Alex's Notes

Word Sense Disambiguation (Jurafsky Martin)

As discussed in Jurafsky Martin Chapter 18: Word Senses and WordNet

The task of selecting the correct sense for a word is called word sense disambiguation, or WSD. WSD algorithms take as input a word in context and a fixed inventory of potential word senses and outputs the correct word sense in context.

The inventory of sense tags depends on the task - for automated indexing of medical articles we might use the set of MeSH (medical subject headings) thesaurus entries, in other tasks we might use WordNet senses, or for a translation task we might use a set of different translations in the target language.

In situations where we need to disambiguate a small number of words, called lexical sample tasks, we can use a pre-selected set of target words and an inventory of senses from a lexicon. Supervised classification approaches work well here.

More commonly though is the harder problem of disambiguating all words in some text, an all words task. Here the system gets the entire text and a lexicon of senses for every word, and has to disambiguate every word in the text. This is similar to part-of-speech tagging, but with a larger set of tags since every lemma has its own tag set.

Supervised all-word disambiguation tasks are generally trained from a semantic concordance, a corpus in which each open-class word in each sentence is labeled with its word sense from a specific dictionary or thesaurus, often WordNet. Eg the SemCor corpus.

WSD systems are usually evaluated intrinsically, computing F1 against hand-labeled sense tags in a held-out set.

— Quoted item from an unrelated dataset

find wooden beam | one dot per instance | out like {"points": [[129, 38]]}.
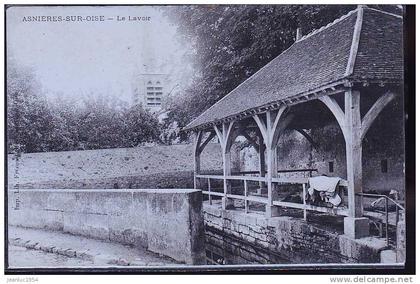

A surprisingly strong baseline is to use the most frequent sense for each word, from the senses in a labeled corpus. For WordNet this is the first sense, since WordNet orders its senses by frequency counts in SemCor.

A second heuristic is one sense per discourse, based on the observation that a word often appears with the same sense in a text.

WSD with Contextual Embeddings

The best performing WSD algorithm is 1-nearest neighbour using contextual word embeddings.

At training time, we pass each sentence in the SemCore labeled dataset through a contextual embedding (eg BERT) resulting in a contextual embedding for each labeled token in Semcore. Then for each sense s of any word in the corpus, for each of the n tokens of that sense, we average their n contextual representations \(v_i\) to produce a contextual sense embedding \(\mathbf{v_s}\) for s:

\[\mathbf{v}_s = \frac{1}{n} \sum_i \mathbf{v}_i \; \forall \mathbf{v}_i \in \textrm{tokens}(s)\]

Then at test time, gien a token of target word t in context, we compute its contextual embedding t and choose its nearest neighbour sense from the training set: ie the sense whose sense embedding has the highest cosine with t:

\[\mathrm{sense}(t) = \underset{s \in \mathrm{senses}(t)}{\mathrm{argmax}} \cos (\mathbf{t},\mathbf{v}_s)\]

What about words that we haven’t seen in the sense-labelled training data? The simplest thing would be to fall back to the most frequent sense, doesn’t seem great though.

There’s a more powerful approach: Impute the missing sense embeddings, bottom-up, using the WordNet taxonomy and super senses and take a back-off approach.

We can get a sense embedding for any higher-level node in the WordNet taxonomy by averaging the embeddings of its children, for example:

  • The embedding for a synset is the average of its sense embeddings

  • The embedding for a hypernym is the average of its synset embeddings

  • The embedding for a supersense (category) is the average of the large set of synset embeddings with that category

    So if we find a missing sense we can then go up the hierarchy to look for the best approximation. This is formally modelled in the book. Since all the supersenses in WordNet have some labeled data in SemCor, it’s guaranteed to give some representation for all senses, but very coarse at the last resort level.

Lesk Algorithm

An alternative approach, that doesn’t rely on sense labeled corpora, is the class of knowledge-based algorithms that rely solely on WordNet or other resources. Supervised algorithms generally work better, but knowledge-based methods can be used for languages or domains where thesauruses or dictionaries but not sense labeled corpora are available.

The Lesk algorithm is the oldest and most powerful, and a useful baseline. It is a family of algorithms that choose the sense whose dictionary gloss share the most words with the target word’s neighbourhood. Here is the simplest version, called Simplified Lesk:

We can extend Simplfied Lesk, for example by IDF weighting to downweight frequent words. Best performing is to use word-embedding cosine instead of word overlap to compute the similarity between definition and context.

Modern neural extensions of Lesk use the definitions in dictionary resources to compute sense embeddings that can be directly used instead of SemCor-training embeddings.

Word-in-Context Evaluation

A related task, sitting somewhere in between WSD and context-free similarity, is the word-in-context task, where a system is given two sentences, each with the same target word but a different sentential context. The system must decide whether the target words are used in the same or different senses.

The baseline algorithm to solve WiC uses contextual embeddings with a threshold cosine. We compute the contextual embeddings for the target word in each of the two sentences, then compute the cosine between them. If it’s above a threshold tuned on a devset we return true, otherwise false.